Charity in Malaysia Thailand


Charity has become a social event. A time of giving, where the poor, the rejects, the disabled and orphans queue to receive aid, to receive sacks of rice, money and perhaps words of sympathy.

Waiting in line has its price, as faces of destitution and loss are captured by the annoying, clicking sounds of cameras, bodies wrecked in pain basking in flashes of light. That backdrop, grand colorful banners with portraits of grinning donors; its hard not to notice them.

Then you have the officials, the corporate leaders and political wannabes passing the donations, some with mock cheques, with little care for those eager, and often nervous, trembling hands.

The giver simply cares for the limelight, this supposedly act of generosity.

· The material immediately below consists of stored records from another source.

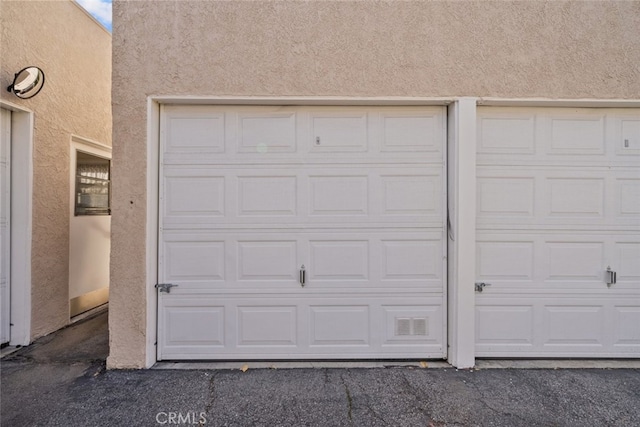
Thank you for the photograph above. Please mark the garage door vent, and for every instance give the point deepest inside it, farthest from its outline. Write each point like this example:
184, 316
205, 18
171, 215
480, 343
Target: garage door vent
411, 326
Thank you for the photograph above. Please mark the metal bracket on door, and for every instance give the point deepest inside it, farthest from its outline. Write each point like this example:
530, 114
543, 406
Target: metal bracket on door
165, 287
480, 286
303, 276
610, 276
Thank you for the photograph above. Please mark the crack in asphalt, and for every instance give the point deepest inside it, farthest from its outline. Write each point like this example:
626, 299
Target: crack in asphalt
212, 393
349, 399
368, 406
481, 398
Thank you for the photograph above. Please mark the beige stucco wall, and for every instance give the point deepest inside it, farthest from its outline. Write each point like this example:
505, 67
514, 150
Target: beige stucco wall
74, 52
351, 49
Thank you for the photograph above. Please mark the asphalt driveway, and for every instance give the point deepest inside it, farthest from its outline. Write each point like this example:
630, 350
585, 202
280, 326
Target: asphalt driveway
61, 381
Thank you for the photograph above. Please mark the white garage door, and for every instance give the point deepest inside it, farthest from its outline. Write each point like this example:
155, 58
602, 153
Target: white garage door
558, 203
248, 195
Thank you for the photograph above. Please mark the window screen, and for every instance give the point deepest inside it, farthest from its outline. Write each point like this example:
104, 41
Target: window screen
93, 185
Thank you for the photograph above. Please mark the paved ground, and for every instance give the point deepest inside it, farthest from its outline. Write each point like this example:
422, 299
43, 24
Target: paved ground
61, 381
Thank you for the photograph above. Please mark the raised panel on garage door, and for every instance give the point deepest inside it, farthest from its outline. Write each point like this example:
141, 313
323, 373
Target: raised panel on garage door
250, 195
556, 193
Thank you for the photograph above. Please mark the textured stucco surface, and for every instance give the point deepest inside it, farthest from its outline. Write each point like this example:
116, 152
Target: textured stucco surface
75, 54
350, 49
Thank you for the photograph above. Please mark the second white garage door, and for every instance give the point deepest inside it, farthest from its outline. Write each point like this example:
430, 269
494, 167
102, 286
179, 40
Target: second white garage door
558, 204
302, 233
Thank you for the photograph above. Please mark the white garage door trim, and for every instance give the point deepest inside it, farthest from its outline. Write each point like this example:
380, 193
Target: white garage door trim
22, 125
397, 222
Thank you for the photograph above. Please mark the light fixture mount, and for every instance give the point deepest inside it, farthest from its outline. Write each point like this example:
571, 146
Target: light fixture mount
27, 82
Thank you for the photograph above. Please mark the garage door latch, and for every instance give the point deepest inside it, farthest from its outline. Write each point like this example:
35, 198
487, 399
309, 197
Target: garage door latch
610, 276
480, 286
303, 276
165, 287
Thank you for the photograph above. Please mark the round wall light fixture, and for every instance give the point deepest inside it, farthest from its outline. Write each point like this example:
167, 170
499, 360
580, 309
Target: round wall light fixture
27, 82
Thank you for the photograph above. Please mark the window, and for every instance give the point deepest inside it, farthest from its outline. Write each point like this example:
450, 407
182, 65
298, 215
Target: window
93, 185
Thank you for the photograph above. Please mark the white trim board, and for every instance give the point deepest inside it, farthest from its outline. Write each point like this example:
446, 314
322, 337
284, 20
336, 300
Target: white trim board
22, 124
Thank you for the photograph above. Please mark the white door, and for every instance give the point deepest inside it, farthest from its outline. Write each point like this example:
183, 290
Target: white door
248, 195
5, 226
558, 203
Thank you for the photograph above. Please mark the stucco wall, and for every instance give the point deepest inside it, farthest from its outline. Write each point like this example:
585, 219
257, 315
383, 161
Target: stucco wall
351, 49
74, 52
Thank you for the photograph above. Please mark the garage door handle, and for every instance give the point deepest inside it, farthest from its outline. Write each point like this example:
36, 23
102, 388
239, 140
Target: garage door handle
165, 287
480, 286
611, 277
303, 276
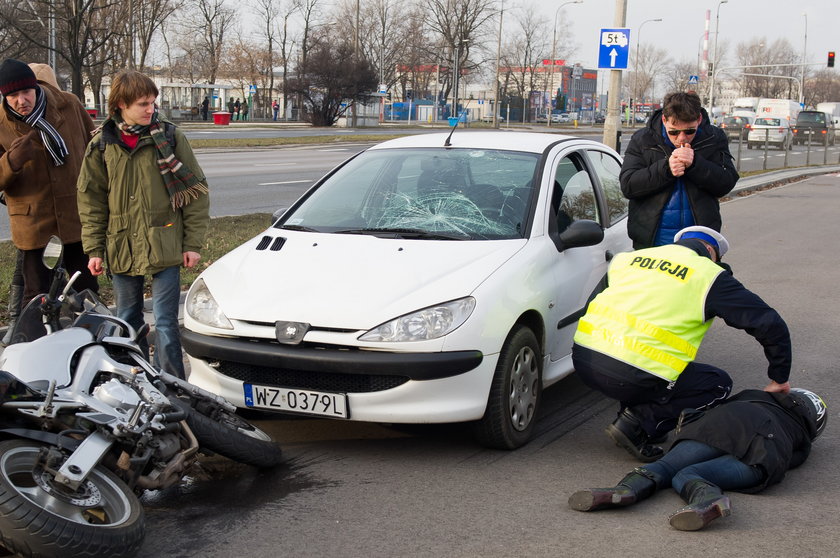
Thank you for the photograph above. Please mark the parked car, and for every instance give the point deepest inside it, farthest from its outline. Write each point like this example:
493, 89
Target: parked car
425, 280
814, 127
737, 127
775, 130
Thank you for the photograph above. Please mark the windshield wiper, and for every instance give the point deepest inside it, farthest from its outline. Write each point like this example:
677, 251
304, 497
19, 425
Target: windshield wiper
406, 233
298, 228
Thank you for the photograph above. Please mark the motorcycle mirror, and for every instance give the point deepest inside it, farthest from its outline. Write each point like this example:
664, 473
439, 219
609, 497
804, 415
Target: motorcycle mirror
53, 252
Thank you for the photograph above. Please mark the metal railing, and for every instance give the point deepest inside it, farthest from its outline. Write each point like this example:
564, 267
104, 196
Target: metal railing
786, 145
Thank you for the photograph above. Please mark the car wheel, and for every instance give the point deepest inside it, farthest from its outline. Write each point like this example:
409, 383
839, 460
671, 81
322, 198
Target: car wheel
515, 393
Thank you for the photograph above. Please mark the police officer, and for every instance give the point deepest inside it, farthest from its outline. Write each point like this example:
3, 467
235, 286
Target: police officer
639, 338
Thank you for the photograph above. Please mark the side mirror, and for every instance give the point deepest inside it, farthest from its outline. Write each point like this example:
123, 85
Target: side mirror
580, 233
53, 252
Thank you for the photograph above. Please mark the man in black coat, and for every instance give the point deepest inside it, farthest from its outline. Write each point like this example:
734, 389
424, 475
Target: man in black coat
674, 171
747, 443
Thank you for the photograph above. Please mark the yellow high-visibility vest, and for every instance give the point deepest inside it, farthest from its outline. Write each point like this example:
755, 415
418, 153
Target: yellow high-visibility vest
652, 313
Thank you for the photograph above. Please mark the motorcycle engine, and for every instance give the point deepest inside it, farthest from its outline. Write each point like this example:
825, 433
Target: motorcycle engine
117, 395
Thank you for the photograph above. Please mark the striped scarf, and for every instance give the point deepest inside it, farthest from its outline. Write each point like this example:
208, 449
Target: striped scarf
181, 183
53, 141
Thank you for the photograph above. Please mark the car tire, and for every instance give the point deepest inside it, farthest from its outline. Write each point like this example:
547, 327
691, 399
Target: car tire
515, 393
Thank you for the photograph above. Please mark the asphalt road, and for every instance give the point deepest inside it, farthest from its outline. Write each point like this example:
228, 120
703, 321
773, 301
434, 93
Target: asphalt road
362, 490
263, 180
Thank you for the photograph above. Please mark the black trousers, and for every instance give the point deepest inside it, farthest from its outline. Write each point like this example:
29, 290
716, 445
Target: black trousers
654, 401
37, 278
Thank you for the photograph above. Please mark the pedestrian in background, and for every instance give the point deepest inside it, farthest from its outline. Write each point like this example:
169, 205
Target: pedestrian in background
747, 443
43, 133
144, 206
675, 169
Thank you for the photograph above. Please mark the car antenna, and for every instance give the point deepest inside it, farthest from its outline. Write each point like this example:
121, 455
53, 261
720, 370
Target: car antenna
447, 143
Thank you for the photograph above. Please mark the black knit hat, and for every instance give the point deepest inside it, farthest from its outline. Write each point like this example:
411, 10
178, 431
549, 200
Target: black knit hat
15, 75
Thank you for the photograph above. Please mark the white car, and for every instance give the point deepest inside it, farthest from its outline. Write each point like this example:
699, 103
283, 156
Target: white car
428, 279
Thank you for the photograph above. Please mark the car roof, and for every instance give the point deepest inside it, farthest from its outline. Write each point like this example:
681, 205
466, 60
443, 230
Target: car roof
531, 142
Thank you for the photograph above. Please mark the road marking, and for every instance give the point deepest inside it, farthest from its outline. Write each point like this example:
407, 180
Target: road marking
286, 182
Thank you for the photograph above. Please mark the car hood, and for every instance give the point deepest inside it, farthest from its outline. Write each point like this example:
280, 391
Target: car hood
348, 281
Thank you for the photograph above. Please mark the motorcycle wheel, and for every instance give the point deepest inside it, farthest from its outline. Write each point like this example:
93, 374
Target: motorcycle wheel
232, 436
40, 517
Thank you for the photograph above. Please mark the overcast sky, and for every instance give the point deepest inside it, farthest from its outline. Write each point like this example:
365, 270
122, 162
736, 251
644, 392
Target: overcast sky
683, 23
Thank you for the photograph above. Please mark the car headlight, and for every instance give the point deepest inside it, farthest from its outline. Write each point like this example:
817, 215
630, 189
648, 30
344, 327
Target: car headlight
203, 308
428, 323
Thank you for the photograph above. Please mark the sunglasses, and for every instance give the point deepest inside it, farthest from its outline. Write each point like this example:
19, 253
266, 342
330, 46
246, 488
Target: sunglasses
687, 131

Charity events, a blitz of blight, that sucks the energy of those desperate for food, for kindness, for an act of humanity. There is none, of course, sadly, as the ones in suits, with that expensive taste and with a harem of publicity-hungry cronies, are only interested in self-glory. Their quest for the limelight is obvious, and suffocating. Gut wrenching portrayal of hypocrisy and apathy. A game for those eager to put the poor on a silver plate, for the rich to consume in amusement or poke at with token pity.

Once gifts are offered, the rich, the privileged leave the stage. Escorted by those wanting to bask in the light of their masters. They leave with an eagerness to abandon this ungodly sight, of humanity in misery.